A book on CG says:
... we can construct any affine transformation from a sequence of rotations, translations, and scalings.
But I don't know how to prove it.
Even in a particular case, I found it still hard. For example, how to construct a shear transformation from a sequence of rotations, translations, and scalings?
Can you please help? Thank you.
EDIT:
Axis scalings may use different scaling factors for the axes.
Is there a matrix representation or proof for this?
For example, to show that a two-dimensional rotation can be decomposed into three shear transformation, we can write $$ \begin{pmatrix} \cos\alpha & \sin\alpha\\ -\sin\alpha & \cos\alpha \end{pmatrix} = \begin{pmatrix} 1 & \tan\frac{\alpha}{2}\\ 0 & 1 \end{pmatrix} \begin{pmatrix} 1 & 0\\ -\sin\alpha & 1 \end{pmatrix} \begin{pmatrix} 1 & \tan\frac{\alpha}{2}\\ 0 & 1 \end{pmatrix} $$
You can write any affine transformation
$$ \vec{x}'=A\vec{x}+\vec{t}\;, $$
where $A$ is any non-singular matrix, as follows:
$$ \left( \begin{array}{c} \vec{x}'\\ 1 \end{array} \right) = \left( \begin{array}{cc} A&\vec{t}\\ 0&1 \end{array} \right) \left( \begin{array}{c} \vec{x}\\ 1 \end{array} \right) \;. $$
This allows you to compose affine transformations by composing the corresponding matrices. In this approach, rotations, translations and axis scalings can respectively be written like this:
$$ \left( \begin{array}{cc} \Omega&0\\ 0&1 \end{array} \right) \;, $$
$$ \left( \begin{array}{cc} I&\vec{t}\\ 0&1 \end{array} \right) \;, $$
$$ \left( \begin{array}{cc} S&0\\ 0&1 \end{array} \right) \;, $$
where $\Omega$ is a rotation matrix, $I$ is the identity matrix and $S$ is a diagonal matrix with the scaling factors on the diagonal.

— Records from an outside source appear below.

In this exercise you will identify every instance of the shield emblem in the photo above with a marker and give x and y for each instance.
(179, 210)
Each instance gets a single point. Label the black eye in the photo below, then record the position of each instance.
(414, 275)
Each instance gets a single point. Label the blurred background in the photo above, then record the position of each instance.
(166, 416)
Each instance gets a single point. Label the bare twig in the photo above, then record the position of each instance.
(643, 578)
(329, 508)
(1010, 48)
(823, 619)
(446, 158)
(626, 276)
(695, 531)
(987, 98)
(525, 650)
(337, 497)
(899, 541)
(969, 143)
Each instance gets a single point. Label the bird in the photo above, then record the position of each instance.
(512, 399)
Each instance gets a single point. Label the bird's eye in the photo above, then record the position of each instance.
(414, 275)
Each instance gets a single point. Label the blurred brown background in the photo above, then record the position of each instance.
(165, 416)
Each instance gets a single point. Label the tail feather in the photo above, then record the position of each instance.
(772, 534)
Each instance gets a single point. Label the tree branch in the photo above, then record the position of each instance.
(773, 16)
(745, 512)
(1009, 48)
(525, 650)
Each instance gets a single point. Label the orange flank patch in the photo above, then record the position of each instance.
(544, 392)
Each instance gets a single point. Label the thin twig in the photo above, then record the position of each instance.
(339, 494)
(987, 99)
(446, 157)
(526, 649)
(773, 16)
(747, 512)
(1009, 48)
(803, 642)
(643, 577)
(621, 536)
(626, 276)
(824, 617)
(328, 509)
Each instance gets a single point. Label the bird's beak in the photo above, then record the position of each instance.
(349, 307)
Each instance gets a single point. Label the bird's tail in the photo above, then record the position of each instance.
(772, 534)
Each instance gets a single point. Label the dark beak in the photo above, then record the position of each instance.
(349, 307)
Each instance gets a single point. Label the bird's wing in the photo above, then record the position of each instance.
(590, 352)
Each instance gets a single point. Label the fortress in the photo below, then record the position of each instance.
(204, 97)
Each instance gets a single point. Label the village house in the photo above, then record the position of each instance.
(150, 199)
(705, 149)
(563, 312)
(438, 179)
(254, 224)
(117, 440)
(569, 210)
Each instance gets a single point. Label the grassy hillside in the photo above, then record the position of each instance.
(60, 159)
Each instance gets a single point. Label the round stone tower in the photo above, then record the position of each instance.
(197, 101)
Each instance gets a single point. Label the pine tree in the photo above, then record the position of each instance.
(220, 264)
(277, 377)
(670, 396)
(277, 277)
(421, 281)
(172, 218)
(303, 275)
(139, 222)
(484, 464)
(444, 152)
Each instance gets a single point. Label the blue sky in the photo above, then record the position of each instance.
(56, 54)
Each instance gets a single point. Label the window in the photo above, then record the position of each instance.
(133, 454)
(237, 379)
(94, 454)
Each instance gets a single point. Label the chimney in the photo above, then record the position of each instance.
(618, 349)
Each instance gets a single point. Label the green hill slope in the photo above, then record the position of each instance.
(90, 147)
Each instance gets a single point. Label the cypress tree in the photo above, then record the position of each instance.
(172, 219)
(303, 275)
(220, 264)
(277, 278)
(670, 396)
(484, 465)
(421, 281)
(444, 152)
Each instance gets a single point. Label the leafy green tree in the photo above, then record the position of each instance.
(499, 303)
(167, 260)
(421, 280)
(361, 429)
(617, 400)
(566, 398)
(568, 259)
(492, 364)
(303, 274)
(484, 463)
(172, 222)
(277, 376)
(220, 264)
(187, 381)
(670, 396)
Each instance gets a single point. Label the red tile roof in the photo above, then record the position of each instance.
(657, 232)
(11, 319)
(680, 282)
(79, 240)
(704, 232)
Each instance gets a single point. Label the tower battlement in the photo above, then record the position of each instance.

Given any affine transformation specified by $A$ and $\vec{t}$, you can split it into a translation and a linear part:
$$ \left( \begin{array}{cc} A&\vec{t}\\ 0&1 \end{array} \right) = \left( \begin{array}{cc} I&\vec{t}\\ 0&1 \end{array} \right) \left( \begin{array}{cc} A&0\\ 0&1 \end{array} \right) \;. $$
So now we just need to be able to write any non-singular matrix as a product of rotations and axis scalings. This is possible due to the singular value decomposition.